I'm guessing that this may well be a beer that divides opinion and if the taste of gin isn't to your liking then you may not find it pleasant at all. I picked this bottle up at Utobeer a week or so ago and one of the chaps there, someone who professed his dislike for gin to me, described it as one of the most disgusting beers he had ever tasted.
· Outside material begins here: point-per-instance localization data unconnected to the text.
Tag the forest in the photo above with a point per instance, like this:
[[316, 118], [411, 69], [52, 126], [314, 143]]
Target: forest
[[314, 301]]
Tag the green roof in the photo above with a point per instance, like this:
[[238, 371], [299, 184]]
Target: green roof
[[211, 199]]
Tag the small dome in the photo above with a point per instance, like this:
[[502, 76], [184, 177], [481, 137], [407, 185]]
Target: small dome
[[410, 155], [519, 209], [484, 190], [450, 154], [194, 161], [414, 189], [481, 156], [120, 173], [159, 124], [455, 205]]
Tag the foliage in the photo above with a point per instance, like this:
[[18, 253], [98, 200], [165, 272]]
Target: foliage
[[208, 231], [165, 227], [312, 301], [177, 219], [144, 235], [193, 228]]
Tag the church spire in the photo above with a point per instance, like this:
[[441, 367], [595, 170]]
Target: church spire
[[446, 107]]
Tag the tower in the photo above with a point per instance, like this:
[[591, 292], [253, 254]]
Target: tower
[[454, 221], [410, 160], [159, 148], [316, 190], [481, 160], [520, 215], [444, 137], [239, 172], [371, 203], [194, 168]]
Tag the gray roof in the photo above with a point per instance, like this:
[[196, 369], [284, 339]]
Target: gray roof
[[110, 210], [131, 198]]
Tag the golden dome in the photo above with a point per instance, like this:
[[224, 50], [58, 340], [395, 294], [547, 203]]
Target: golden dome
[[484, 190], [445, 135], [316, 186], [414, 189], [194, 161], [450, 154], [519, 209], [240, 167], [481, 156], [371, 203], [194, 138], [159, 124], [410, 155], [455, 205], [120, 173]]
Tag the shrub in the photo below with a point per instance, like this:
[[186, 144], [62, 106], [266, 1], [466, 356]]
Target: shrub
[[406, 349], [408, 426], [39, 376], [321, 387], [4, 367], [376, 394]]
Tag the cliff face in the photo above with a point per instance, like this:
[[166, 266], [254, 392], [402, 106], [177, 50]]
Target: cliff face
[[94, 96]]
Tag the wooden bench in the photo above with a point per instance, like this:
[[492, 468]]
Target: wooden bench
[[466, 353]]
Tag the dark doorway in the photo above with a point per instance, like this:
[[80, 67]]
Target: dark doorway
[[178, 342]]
How could I refuse a recommendation like that? - so I immediately purchased one. I'm very pleased to say that I made the right decision, in my opinion, and I would have missed out on a unique, but most definitely tasty beer. I was indeed sceptical but this beer turned out to be all it promised, and more besides. Lovely stuff.

1 comment:

  1. I tried this beer two or three months back. I wanted to like it, and I love gin (perhaps a bit too much), but the botanicals tasted muddled with the malt and hops; it took me a while to realise it, but for me this tasted like a shandy, a horrible clash of cheap lemon, sharp alcohol and beer.